The USAID Prevenir project contributed to strengthening the national regulatory framework, promoting over 35 regulations to curb environmental crimes, among other notable results.
Authorities, private sector representatives, and indigenous leaders recognized the achievements made for the effective prevention of illegal logging, illegal mining, and wildlife trafficking.
Lima, June 13, 2024. Specialists, authorities, indigenous leaders, and private sector representatives gathered at the Belmond Hotel in Miraflores on Thursday, June 13, to share the advances made by the United States Agency for International Development (USAID) in the fight against environmental crimes. The event highlighted USAID's efforts through its Prevenir project, as well as the challenges in addressing illegal logging and mining, especially in Loreto, Ucayali, and Madre de Dios.
Although the project began in 2019, it managed to navigate the challenges of the COVID-19 pandemic and established strategic alliances that promoted commitments to prevent environmental crimes in the Peruvian Amazon. Some of its achievements include:
- Leveraging USD 2.2 million to promote sustainable value chains with civil society and indigenous organizations and the construction of business alliances.
- Promoting improved forest management models in over 200,000 hectares of monitored and sustainably managed forests, and 15 native communities conserving 18,568 hectares through a fine compensation scheme.
- Training over 5,500 justice operators and other professionals in environmental crime prevention with gender and intercultural approaches.
- Strengthening the national and regional regulatory framework, promoting over 35 regulations to address environmental crimes.
- Fostering investigative journalism and raising awareness of environmental crimes and their solutions, with more than 2,300 news pieces and reports published in local and national media.
- Providing technical support for the formation of three citizen environmental monitoring networks, linking indigenous organizations, local communities, and forest users in Loreto, Ucayali, and Madre de Dios.
- Contributing to the development of over 15 technological tools to integrate information and make forest management transparent between authorities and forest users, including the "Mi Bosque" app, with over 1,000 users reporting their forest management.
- Promoting good environmental and social practices for formal artisanal and small-scale mining (MAPE), and, together with the first network of responsible MAPE women in Madre de Dios, achieving more sustainable operations among over 500 miners, eliminating the use of mercury.
Amy Paro, USAID Mission Director in Peru, who inaugurated the event, emphasized that "Prevenir has implemented a holistic approach to combating environmental crimes in the Peruvian Amazon and improving the safety of environmental defenders, in collaboration with public entities, indigenous communities, civil society, and the private sector. We will continue working together to promote and achieve the sustainable use of resources, promote legality, and conserve the Peruvian Amazon."
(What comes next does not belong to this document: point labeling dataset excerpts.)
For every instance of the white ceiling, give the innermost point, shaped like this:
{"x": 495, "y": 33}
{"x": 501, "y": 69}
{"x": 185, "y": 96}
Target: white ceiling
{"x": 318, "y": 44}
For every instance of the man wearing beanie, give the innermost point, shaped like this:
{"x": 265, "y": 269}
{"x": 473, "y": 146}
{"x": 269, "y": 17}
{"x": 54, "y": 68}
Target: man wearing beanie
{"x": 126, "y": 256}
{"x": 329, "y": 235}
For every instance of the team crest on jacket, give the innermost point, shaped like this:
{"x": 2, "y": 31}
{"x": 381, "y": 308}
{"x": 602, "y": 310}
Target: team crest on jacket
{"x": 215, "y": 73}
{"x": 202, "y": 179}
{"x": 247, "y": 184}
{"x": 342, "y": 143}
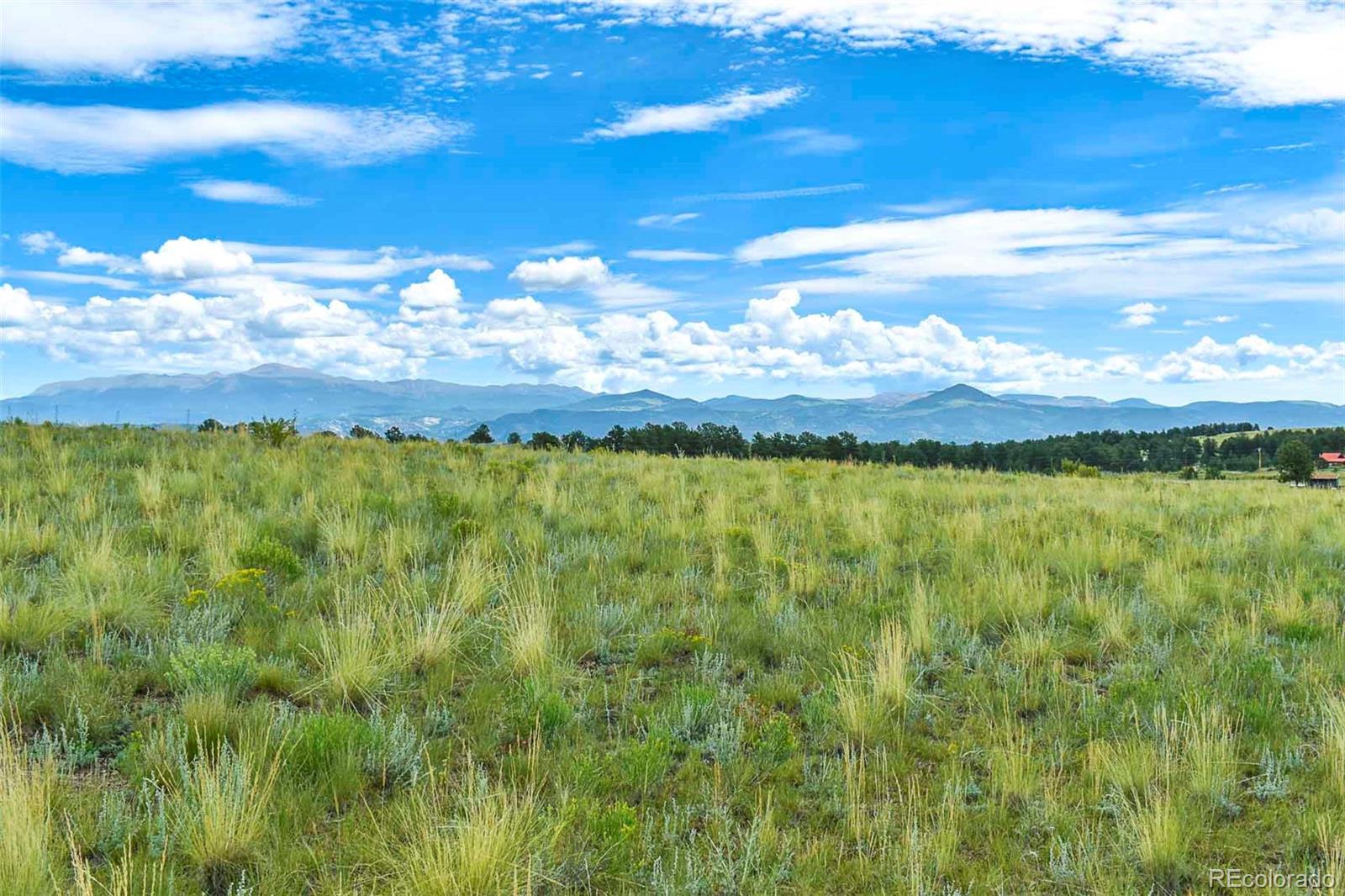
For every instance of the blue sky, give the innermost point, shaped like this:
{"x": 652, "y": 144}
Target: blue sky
{"x": 757, "y": 198}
The event featured a group of distinguished experts, including Gabriel Quijandría, former Minister of Environment; Einar Telnes, Climate Change and Forests Advisor at the Royal Norwegian Embassy; Jamer López, President of the Regional Organization AIDESEP Ucayali (ORAU); Lucetti Ullilen, Head of the Supervisory Agency for Forest Resources and Wildlife (OSINFOR); María Elena Gutiérrez, Executive Director of Amazon Conservation Association ACCA; Antonio Olórtegui, Legal Manager of LATAM Peru; and Julissa Barrios, representative of the Network of Women in Responsible MAPE in Madre de Dios, among others.
Finally, the event concluded with a photographic exhibition and the presentation of the publication "Stories of Conservation in the Peruvian Amazon," a recount of some of these experiences that is expected to contribute to the consolidation and replication of commitments for a healthy and sustainable Amazon that ensures the well-being of its inhabitants.